Nell Minow, who advises institutional investors on corporate governance issues at ValueEdge Advisors, said Engine No. 1 primed boards to be more alert and responsive out of fear of losing control. 

“After we spent a lot of money on our first proxy contest, and took out a full-page ad in the Wall Street Journal for a quarter million dollars, we never had to do that again,” she said, referring to an aggressive campaign she waged against the Sears, Roebuck and Co. board in 1991. “Because people knew we would do that if we had to.” 

Engine No. 1 succeeded under a set of unique conditions. First, the firm was started by a former hedge fund manager who used his personal wealth to finance a fight with around a $13 million price tag, according to the fund. It also made a strong case for board change, arguing that the oil giant had lower shareholder yields than competitors and mounting debt and spending that jeopardized its dividend. Exxon was also losing money, and Engine No. 1 argued its resistance to transitioning to a low-carbon future would lead to more losses in the future.

“Exxon was unique in its own way,’’ said Eleazer “Ele’’ Klein, a lawyer who represented Engine No. 1 in its campaign. “It wasn't responsive to its shareholders’ frustrations.’’

Investors don’t often reject director candidates. So far this year, less than 0.5% of the 15,000 board members in the Russell 3000 failed to get at least 50% of the vote in an uncontested election, where seats are assigned based on vote totals.  The three Exxon directors were the only ones ousted this year in a contested election, where board candidates have to receive a majority of votes, according to Bloomberg Intelligence data through June 29. 

Pressuring companies to switch up their board, rather than a full-on takeover, may be a more realistic approach. Arjuna Capital, which has had success getting major technology and finance firms to release pay gap statistics, now has proposals at Facebook, Alphabet Inc.’s Google and Twitter to add civil rights experts as directors. “It’s a different existential crisis than Exxon is facing,” Natasha Lamb, a managing partner at Arjuna, said. “But it’s a business imperative.” 

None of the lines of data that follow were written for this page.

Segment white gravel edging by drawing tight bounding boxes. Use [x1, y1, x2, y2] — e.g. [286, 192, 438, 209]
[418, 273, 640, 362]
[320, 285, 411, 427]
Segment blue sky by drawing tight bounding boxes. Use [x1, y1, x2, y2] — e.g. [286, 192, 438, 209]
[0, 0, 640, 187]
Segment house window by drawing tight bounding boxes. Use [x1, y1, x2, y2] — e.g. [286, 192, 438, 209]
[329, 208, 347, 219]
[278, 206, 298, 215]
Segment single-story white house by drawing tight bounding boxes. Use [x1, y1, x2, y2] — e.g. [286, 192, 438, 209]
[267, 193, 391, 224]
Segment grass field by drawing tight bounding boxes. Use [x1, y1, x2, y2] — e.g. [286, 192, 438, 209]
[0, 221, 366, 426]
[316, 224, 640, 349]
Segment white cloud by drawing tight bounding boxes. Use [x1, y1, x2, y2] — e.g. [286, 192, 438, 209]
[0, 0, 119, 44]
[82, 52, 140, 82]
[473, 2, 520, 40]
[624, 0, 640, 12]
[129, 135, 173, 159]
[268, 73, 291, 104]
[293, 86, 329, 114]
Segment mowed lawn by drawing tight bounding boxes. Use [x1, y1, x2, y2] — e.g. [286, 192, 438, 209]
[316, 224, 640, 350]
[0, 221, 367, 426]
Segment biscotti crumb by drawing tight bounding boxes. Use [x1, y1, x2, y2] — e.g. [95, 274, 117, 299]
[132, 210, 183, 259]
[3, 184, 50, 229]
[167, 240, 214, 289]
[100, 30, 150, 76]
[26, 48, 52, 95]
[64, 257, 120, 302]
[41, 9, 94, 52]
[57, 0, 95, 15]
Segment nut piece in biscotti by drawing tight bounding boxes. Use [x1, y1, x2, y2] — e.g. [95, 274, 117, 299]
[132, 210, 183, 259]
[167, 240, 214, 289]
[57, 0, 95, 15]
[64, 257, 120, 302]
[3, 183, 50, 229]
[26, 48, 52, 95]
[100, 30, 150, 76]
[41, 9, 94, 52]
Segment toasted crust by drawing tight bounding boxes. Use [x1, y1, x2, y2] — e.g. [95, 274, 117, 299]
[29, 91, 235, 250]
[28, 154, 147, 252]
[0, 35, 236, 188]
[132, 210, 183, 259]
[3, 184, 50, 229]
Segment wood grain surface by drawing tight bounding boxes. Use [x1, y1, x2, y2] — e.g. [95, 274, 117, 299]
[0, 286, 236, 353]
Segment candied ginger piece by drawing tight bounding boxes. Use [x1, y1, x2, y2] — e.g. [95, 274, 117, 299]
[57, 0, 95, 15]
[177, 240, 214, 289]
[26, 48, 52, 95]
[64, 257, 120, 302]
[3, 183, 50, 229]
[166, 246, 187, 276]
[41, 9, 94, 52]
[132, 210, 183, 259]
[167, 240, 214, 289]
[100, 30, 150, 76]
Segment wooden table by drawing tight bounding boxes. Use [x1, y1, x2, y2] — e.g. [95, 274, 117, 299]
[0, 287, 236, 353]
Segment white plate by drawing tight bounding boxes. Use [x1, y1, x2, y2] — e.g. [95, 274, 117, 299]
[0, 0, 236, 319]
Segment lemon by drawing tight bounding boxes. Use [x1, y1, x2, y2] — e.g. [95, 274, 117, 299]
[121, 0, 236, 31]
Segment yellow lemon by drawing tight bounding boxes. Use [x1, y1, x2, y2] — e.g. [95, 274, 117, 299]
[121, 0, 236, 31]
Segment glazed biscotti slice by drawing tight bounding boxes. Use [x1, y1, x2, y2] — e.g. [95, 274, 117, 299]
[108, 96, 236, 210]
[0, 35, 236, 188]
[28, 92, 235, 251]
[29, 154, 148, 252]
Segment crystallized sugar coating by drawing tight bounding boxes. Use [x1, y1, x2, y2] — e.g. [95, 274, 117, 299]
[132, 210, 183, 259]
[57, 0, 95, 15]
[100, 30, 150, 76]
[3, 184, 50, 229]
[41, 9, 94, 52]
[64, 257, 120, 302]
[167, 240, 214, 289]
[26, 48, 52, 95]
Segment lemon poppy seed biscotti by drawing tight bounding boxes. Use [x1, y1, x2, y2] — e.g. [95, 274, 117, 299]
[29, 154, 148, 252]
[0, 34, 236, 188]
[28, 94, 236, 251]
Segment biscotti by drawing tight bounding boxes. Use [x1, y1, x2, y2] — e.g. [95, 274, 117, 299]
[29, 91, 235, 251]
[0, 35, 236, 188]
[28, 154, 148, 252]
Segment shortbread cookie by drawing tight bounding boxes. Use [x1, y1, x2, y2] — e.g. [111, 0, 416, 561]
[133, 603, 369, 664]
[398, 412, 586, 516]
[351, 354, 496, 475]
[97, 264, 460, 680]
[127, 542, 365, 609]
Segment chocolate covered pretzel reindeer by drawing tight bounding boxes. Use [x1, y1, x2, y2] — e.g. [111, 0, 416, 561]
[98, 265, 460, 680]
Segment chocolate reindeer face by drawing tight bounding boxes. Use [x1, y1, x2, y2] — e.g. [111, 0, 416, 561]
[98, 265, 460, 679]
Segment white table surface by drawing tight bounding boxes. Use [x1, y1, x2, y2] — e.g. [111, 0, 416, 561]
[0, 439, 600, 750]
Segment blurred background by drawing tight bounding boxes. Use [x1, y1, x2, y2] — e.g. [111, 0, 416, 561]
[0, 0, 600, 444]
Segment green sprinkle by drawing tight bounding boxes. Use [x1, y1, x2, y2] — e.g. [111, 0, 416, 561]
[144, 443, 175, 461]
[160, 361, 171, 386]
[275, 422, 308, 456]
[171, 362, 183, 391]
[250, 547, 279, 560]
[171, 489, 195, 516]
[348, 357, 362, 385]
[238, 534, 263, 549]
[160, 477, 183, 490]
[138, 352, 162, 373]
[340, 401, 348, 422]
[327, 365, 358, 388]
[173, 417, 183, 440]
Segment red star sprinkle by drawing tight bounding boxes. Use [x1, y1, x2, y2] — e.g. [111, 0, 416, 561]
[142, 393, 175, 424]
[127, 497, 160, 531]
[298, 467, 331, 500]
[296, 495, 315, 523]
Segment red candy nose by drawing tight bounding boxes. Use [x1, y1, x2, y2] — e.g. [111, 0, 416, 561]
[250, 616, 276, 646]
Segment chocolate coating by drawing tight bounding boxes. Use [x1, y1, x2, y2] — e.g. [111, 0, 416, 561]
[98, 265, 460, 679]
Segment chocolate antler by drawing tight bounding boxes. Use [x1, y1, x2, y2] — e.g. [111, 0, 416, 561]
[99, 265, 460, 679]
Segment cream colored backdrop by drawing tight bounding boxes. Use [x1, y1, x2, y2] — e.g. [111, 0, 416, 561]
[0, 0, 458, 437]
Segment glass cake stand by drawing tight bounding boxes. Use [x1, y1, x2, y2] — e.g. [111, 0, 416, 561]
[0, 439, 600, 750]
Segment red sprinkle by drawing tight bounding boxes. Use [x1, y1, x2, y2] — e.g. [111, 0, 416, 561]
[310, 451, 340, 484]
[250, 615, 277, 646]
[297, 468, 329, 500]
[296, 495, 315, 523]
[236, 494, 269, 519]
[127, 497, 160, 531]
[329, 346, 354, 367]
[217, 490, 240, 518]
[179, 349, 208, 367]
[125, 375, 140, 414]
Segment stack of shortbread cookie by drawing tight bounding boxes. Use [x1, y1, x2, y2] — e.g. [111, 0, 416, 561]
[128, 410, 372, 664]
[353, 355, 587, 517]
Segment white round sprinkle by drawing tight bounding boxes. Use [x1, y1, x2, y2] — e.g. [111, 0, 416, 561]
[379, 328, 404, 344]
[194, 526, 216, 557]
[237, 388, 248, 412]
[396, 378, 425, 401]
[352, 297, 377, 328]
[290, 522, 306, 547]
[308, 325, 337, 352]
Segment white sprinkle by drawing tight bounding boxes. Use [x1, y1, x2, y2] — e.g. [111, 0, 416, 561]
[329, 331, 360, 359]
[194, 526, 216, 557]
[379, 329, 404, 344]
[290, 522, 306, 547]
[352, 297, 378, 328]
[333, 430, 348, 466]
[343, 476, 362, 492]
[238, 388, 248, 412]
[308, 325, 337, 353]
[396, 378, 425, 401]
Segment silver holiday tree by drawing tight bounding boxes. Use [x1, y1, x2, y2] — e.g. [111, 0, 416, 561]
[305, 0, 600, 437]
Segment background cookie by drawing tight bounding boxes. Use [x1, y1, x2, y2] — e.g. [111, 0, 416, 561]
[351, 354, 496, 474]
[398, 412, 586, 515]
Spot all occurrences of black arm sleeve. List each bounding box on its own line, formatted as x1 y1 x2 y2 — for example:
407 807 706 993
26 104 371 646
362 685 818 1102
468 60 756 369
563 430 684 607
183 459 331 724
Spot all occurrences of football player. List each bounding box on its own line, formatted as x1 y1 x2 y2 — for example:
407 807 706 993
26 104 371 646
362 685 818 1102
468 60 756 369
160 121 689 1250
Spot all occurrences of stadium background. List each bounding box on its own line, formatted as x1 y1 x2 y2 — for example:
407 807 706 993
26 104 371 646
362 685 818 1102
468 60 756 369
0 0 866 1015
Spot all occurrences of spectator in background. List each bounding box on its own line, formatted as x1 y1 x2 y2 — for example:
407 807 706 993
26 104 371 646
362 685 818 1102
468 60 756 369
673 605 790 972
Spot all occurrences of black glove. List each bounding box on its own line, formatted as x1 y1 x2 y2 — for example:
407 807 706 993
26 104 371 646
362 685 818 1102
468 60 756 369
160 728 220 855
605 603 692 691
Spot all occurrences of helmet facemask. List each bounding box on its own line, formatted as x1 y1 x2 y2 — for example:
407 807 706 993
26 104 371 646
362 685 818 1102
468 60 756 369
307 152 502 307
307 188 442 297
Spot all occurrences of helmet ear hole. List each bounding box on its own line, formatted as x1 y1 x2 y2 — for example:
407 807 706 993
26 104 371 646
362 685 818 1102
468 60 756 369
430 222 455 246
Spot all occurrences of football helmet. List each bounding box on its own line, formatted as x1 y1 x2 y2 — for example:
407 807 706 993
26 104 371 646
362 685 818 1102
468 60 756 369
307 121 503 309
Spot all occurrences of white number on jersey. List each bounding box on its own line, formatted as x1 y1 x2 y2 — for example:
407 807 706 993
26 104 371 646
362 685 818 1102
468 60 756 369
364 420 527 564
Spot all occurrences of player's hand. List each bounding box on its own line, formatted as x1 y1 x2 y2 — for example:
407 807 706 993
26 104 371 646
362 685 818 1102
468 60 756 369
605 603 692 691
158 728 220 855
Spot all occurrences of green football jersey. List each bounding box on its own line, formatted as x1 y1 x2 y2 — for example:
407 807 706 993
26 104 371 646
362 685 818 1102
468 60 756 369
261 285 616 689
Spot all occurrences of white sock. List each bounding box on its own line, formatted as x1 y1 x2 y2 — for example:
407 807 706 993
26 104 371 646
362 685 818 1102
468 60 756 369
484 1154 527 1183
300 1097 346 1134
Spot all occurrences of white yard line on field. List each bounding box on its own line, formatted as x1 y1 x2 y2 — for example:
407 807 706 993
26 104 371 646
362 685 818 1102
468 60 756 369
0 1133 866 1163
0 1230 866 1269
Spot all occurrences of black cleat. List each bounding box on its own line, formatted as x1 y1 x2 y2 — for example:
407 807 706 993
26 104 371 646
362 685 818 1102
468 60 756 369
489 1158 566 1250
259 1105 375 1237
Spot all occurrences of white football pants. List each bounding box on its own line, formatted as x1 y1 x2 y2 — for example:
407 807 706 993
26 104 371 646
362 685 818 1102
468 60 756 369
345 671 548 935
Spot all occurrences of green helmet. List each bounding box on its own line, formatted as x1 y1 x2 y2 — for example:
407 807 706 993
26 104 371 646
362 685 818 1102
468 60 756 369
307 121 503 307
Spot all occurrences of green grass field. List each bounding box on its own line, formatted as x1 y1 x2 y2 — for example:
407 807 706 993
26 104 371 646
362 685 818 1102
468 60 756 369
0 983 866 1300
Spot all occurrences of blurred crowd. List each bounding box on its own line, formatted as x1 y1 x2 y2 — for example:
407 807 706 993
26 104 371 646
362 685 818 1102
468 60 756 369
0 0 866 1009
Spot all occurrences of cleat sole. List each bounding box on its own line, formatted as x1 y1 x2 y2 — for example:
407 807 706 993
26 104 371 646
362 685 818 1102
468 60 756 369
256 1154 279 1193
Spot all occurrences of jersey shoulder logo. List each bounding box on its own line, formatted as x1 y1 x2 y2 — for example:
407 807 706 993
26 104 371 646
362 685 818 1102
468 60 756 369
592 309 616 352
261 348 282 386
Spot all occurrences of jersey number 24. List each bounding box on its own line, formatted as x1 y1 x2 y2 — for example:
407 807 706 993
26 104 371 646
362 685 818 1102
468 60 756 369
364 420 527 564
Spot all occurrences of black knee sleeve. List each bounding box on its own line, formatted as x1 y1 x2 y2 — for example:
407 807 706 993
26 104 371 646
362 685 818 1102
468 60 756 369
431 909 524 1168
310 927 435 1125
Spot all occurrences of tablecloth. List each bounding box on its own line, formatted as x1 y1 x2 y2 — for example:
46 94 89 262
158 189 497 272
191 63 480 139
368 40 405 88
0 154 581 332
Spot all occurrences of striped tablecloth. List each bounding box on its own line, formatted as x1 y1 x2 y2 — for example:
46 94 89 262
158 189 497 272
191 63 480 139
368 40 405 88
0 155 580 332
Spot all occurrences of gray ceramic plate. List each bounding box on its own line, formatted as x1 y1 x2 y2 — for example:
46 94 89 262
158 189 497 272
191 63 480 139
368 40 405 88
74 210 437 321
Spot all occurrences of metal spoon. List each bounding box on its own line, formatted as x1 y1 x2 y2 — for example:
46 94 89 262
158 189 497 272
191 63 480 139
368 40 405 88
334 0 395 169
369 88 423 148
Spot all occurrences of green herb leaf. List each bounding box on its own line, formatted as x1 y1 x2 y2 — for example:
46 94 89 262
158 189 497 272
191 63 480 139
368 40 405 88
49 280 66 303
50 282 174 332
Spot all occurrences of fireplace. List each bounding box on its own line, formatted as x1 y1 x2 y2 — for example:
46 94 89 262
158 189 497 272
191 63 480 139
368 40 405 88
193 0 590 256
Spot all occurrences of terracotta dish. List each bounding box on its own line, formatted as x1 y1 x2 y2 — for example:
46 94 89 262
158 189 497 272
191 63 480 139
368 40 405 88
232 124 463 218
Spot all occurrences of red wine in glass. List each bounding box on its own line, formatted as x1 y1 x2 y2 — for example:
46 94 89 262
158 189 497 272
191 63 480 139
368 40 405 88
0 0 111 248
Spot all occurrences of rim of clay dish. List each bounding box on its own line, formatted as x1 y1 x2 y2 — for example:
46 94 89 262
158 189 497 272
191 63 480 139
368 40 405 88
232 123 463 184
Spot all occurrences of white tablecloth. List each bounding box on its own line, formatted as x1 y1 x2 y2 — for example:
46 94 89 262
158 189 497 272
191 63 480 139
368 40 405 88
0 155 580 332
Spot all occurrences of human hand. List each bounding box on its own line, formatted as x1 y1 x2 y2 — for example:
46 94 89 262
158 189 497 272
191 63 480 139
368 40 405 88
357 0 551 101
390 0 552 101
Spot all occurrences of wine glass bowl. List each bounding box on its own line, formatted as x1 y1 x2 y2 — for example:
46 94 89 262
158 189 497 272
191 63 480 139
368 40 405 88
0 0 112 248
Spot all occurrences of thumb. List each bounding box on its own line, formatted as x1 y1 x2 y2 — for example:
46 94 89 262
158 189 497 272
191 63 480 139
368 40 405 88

Alphabet said in its proxy statement that its current board is sufficiently qualified to provide civil rights oversight. Facebook declined to comment but pointed to a website outlining the company's efforts to address hate speech on its platforms. Twitter declined to comment.  

Activists have made progress making alternative directors more palatable to big investors, said Rusty O’Kelley, an executive recruiter at Russell Reynolds. Five years ago, the typical slate would have included members of the fund or their close associates, he said. Now the groups work with executive recruiters to establish networks of board-ready candidates.

“They are much more likely to have a slate of people who have industry relevance, who represent gender and ethnic diversity and look and feel more credible,” O’Kelley said. “It’s designed to gain support from BlackRock, Vanguard and State Street.”

Activist investors have already this year submitted a record number of proposals aimed at improving diversity and equality in corporate America. Even though many of them failed, support averaged 32%, well above the average 24.2% over the previous five years,  according to data from Bloomberg Intelligence. Companies often engage with activists if their proposals get at least 30% of the vote, though they’re under no obligation to do so in most cases. 

Some of their biggest targets, however, like Facebook and Alphabet are somewhat insulated from these kinds of campaigns because of their dual-class share structures. Facebook Chief Executive Officer Mark Zuckerberg, for example, has majority control of the social network even though he owns less than 15% of outstanding shares.  

Still, some boards are being proactive. A survey this spring by recruiter Spencer Stuart of 77 committee chairs on S&P 500 boards found that expanding or enhancing ESG initiatives is their number one priority over the next three years.